Tuesday, November 11, 2008

Don't call it a comeback!

The smoke is beginning to clear and the sun is peeking out over the horizon. The darkness that has characterized the last 7 or 8 weeks of my life appears to be succumbing to the light at long last. I have actually come up with a metaphor or two. I haven't been remotely near one of those in weeks, but they're still around. They're just a little more elusive than ever. There's something about being in constant pain and under the influence of narcotics that makes it a little more difficult to get a handle on things that usually come so easily.

In the past few weeks, I've felt old and washed up and unable to get into the zone. I've had no idea where the zone is, never mind how to actually get into it. I'm reminded of that scene from Rocky where Sylvester Stallone is dressed in the signature grey sweatsuit with the black Chuck Taylor's and the beanie. Wait a minute. We can't forget the standard issue gym shorts pulled over the top of the aforementioned sweats. His outfit is not what intrigues me though, but rather his struggles to catch the chicken that Mick has ordered him to chase in an exercise to work on his agility and quickness.
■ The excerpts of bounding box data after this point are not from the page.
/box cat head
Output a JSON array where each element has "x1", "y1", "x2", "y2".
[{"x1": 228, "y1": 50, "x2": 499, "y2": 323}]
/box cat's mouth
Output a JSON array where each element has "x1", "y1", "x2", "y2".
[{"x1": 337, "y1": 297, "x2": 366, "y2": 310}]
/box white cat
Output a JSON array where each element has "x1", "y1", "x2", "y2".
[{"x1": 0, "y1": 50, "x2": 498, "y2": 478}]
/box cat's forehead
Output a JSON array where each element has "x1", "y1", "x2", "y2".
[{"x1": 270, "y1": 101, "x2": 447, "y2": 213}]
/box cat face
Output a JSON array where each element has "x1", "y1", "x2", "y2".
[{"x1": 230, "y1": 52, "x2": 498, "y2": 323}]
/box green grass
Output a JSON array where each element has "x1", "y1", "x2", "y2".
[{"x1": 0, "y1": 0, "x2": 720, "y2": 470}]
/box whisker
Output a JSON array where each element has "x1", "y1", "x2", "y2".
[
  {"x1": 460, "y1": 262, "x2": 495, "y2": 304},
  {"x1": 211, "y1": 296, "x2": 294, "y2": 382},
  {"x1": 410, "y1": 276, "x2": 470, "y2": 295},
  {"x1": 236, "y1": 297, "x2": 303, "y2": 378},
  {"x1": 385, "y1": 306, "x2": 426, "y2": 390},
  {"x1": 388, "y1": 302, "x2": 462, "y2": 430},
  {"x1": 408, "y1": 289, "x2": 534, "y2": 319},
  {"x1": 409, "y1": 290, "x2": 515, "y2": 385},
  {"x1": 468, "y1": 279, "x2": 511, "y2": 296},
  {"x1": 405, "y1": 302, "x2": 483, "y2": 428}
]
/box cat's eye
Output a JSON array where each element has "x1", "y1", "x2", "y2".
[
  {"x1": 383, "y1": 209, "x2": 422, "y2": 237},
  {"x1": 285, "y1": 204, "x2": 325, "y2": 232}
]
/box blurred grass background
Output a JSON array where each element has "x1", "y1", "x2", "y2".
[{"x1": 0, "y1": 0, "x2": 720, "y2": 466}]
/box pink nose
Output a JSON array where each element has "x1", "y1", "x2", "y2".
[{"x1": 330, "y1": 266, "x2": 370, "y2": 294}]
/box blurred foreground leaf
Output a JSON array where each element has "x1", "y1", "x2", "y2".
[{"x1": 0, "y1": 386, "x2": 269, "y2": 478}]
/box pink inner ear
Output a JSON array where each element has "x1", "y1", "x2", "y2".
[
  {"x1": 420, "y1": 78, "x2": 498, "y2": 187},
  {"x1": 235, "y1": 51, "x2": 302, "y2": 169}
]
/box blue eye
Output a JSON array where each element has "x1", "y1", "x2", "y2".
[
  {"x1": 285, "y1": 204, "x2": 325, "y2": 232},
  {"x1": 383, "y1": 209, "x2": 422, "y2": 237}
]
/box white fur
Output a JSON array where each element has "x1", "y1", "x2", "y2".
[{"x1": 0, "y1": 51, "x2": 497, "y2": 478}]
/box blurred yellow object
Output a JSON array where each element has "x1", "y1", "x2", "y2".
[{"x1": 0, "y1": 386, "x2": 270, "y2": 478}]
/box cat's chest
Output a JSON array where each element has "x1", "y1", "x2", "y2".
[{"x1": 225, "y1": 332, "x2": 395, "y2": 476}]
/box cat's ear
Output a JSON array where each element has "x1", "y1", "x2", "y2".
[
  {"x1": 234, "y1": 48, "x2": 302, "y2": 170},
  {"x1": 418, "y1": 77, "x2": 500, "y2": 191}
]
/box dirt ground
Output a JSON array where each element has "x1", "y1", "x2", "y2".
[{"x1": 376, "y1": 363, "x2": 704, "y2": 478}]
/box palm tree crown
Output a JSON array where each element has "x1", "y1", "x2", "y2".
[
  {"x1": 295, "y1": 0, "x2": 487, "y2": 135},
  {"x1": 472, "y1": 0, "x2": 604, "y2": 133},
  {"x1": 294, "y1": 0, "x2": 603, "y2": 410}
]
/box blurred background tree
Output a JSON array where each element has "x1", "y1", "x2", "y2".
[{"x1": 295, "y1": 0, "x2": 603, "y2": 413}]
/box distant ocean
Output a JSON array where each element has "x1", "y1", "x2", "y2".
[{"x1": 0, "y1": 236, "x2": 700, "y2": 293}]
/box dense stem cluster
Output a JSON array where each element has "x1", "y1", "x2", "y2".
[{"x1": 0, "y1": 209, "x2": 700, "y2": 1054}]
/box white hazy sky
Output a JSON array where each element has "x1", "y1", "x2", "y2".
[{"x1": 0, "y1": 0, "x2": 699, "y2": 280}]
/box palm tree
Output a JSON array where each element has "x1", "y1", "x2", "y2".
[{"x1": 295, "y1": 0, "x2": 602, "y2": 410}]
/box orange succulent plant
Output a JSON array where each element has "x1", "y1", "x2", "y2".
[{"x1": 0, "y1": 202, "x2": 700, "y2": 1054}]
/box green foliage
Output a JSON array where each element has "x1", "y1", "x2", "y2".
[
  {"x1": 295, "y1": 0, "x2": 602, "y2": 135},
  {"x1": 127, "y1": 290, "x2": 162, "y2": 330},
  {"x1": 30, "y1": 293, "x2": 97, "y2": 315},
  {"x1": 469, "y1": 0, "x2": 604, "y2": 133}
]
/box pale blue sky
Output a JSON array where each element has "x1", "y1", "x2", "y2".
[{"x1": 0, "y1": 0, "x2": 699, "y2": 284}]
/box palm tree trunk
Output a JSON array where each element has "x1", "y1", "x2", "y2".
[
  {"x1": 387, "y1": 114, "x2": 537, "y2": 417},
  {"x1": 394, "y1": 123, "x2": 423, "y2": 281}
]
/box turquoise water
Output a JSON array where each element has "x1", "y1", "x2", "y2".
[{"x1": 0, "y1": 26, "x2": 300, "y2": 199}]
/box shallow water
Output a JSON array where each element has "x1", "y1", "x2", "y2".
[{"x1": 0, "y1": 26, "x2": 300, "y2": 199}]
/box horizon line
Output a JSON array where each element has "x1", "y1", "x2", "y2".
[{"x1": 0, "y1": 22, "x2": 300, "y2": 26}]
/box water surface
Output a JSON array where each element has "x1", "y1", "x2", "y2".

My mind has felt anything but agile or quick during this sleep deprivated, pain plentiful, pharmaceutically alterered state that I've been in and out of since September 5. On the rare occasion that I've managed to escape the 3 previous states of being, lack of desire has felled me more often than not. Fast forward in your Rocky DVD box set to Rocky 3 when a sufficiently dolled up and polished Sly doesn't really want to train and is downright scared to do anything other than drive his Ferrari around. The spoils from his good life have been a little too good to him and he's afraid of going back to breaking thumbs in South Philly. Don't worry, I have no terribly sordid past to return to, but I can sympathize with the sentiment that made him slow down and stop running down that Santa Monica beach against the always ridiculously chizled Apollo Creed. Having no desire to even attempt the thing that have given you such a wonderful creative outlet for such a prolonged period of time does begin to feed the fire of apathy. Now there's some irony. Apathy would probably be more aptly described by the grey ashes that follow the eruption of a volcano rather than the spectacular vibrancy of erupting lava. I'm on my way back. I just took an unexpected detour and it's taking me a little bit more time to return to the highway.